Reputation: 1251
I have a data set with columns containing first names and last names. I want to filter those rows where the first name and the last name is identical.
For example, if the first name says Peter and the last name Parker several times in the data I want to filter those rows.
For now, I tried:
library(dplyr)
dat %>%
filter(duplicated(as.numeric(`First name`)) & duplicated(as.numeric(`Last name`)))
However, the returned values in the column first name and last name are not the same.
@arg0naut
dat %>%
filter(duplicated(paste0(`First name`, `Last name`)))
# A tibble: 5 x 2
`First name` `Last name`
<chr> <chr>
1 Frank Seehaus
2 Nadine Urseanu
3 Rudolf Schicker
4 Renate Kaymer
5 Brigitte Reibenspies
I want to see:
# A tibble: 5 x 2
`First name` `Last name`
<chr> <chr>
1 Peter Parker
2 Perer Perker
3 Peter Parker
...
Upvotes: 0
Views: 515
Reputation: 14764
You could try:
library(dplyr)
dat %>%
filter(duplicated(paste0(`First name`, `Last name`)))

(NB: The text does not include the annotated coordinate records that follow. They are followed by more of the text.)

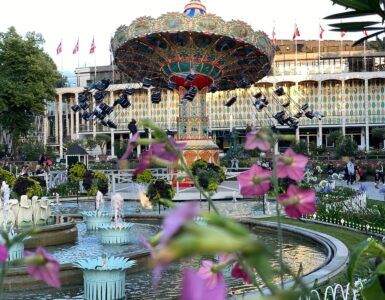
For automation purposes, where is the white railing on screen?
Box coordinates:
[299,279,364,300]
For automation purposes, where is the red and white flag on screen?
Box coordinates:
[72,38,79,54]
[90,37,96,54]
[56,41,63,55]
[271,26,277,45]
[319,24,325,40]
[293,24,301,40]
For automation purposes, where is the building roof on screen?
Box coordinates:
[66,144,88,155]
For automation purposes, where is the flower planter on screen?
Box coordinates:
[98,223,133,245]
[81,211,111,231]
[76,257,135,300]
[8,243,24,261]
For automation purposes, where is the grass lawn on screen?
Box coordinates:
[260,217,368,251]
[260,216,374,290]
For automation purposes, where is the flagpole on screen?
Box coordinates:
[60,39,64,75]
[364,41,367,72]
[318,36,321,74]
[77,37,80,68]
[294,37,298,74]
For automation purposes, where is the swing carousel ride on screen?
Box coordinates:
[73,0,320,164]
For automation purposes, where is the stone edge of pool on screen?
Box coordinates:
[231,218,349,300]
[4,215,349,299]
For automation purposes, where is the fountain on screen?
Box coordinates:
[98,194,133,244]
[76,256,135,300]
[0,181,24,261]
[81,191,111,230]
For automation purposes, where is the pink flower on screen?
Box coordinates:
[120,132,140,160]
[140,202,199,286]
[198,260,223,289]
[277,148,309,182]
[181,268,227,300]
[159,201,199,246]
[0,245,8,262]
[134,150,151,175]
[25,247,61,288]
[245,130,271,152]
[278,184,316,219]
[134,137,186,175]
[237,165,271,197]
[231,263,252,284]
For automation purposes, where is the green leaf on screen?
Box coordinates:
[362,276,385,300]
[347,238,385,282]
[376,261,385,274]
[324,10,375,20]
[330,27,385,32]
[258,290,301,300]
[353,29,385,47]
[332,0,380,12]
[329,21,380,31]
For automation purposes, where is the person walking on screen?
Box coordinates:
[346,158,356,184]
[374,161,385,189]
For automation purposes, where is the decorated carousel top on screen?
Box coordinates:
[111,0,275,90]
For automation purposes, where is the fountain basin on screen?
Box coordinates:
[24,218,78,249]
[76,257,135,300]
[8,243,24,261]
[98,223,133,245]
[81,211,111,231]
[1,215,348,299]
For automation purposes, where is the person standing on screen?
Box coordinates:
[374,162,384,189]
[346,158,356,184]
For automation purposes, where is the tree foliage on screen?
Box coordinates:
[0,27,60,147]
[325,0,385,45]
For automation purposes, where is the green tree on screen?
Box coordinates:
[325,0,385,45]
[0,27,60,152]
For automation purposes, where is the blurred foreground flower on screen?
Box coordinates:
[278,184,316,219]
[277,148,309,182]
[231,263,252,284]
[159,202,199,246]
[25,247,61,288]
[134,137,186,175]
[237,165,271,197]
[0,245,8,262]
[120,132,140,160]
[181,268,227,300]
[245,129,271,152]
[139,192,152,209]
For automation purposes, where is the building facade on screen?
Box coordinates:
[47,40,385,156]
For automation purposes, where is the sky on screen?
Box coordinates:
[0,0,372,71]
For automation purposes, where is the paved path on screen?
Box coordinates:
[114,180,385,201]
[336,181,385,201]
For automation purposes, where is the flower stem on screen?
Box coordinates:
[272,148,284,288]
[0,262,7,299]
[172,141,219,214]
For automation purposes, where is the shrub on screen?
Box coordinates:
[19,140,45,161]
[191,159,226,193]
[83,170,108,196]
[68,163,87,182]
[0,168,16,187]
[29,176,47,188]
[94,172,109,195]
[50,181,79,197]
[291,141,308,155]
[147,179,175,207]
[13,176,43,198]
[335,137,358,158]
[134,170,155,184]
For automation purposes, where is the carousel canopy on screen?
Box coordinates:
[111,1,275,90]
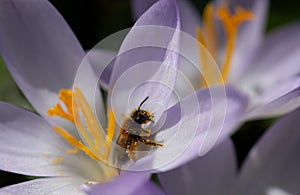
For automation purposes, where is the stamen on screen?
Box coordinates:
[203,2,218,59]
[47,89,74,123]
[74,86,105,151]
[66,148,78,154]
[217,5,254,83]
[53,127,98,159]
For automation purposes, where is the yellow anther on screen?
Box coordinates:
[47,89,74,123]
[73,86,105,151]
[217,5,254,82]
[52,156,64,165]
[196,27,211,88]
[47,86,118,180]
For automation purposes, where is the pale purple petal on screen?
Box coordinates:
[236,109,300,195]
[229,0,269,82]
[177,0,201,37]
[87,172,150,195]
[245,87,300,120]
[87,48,117,90]
[158,139,236,195]
[131,0,201,37]
[0,103,101,179]
[131,87,247,171]
[0,177,85,195]
[0,0,84,119]
[109,0,180,118]
[133,180,165,195]
[242,22,300,83]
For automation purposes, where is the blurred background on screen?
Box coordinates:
[0,0,300,187]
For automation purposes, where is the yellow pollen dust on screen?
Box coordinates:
[196,3,254,87]
[47,86,117,179]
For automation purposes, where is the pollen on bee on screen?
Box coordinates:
[52,156,64,165]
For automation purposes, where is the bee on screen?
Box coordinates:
[117,96,163,162]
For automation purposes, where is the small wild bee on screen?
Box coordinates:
[117,96,163,162]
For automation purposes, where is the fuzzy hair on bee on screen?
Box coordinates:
[117,96,163,168]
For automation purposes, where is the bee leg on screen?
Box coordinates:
[138,137,164,146]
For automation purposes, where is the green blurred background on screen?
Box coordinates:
[0,0,300,187]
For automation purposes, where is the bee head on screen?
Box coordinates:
[130,96,154,124]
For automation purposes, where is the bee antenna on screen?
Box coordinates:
[138,96,149,111]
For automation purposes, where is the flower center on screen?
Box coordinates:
[196,3,254,87]
[47,86,118,180]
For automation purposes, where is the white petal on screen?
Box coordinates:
[158,139,236,195]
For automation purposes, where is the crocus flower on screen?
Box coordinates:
[159,108,300,195]
[0,0,246,194]
[133,0,300,119]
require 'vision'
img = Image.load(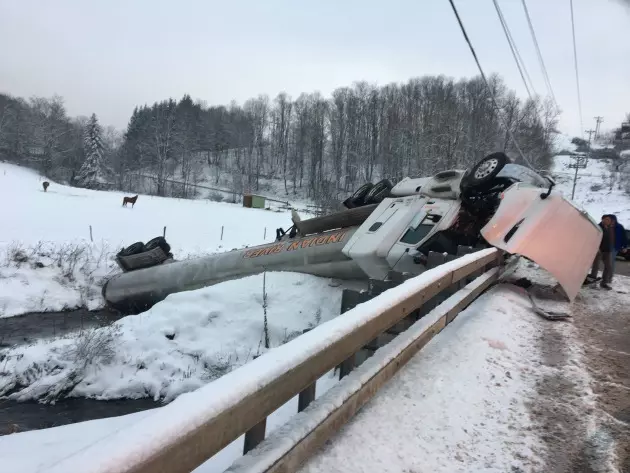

Output on the basis of data below:
First name Last name
1 Peter Parker
If you'd like to have all the duplications returned, you could do:
dat %>%
group_by(`First name`, `Last name`) %>%
filter(n() > 1)
Output on the basis of data below:
# A tibble: 2 x 2
# Groups: First name, Last name [1]
`First name` `Last name`
<fct> <fct>
1 Peter Parker
2 Peter Parker
Example data:
dat <-
data.frame(
`First name` = c("Peter", "Peter", "John", "John"),
`Last name` = c("Parker", "Parker", "Biscuit", "Chocolate"),
check.names = FALSE
)
dat
First name Last name
1 Peter Parker
2 Peter Parker
3 John Biscuit
4 John Chocolate
Upvotes: 2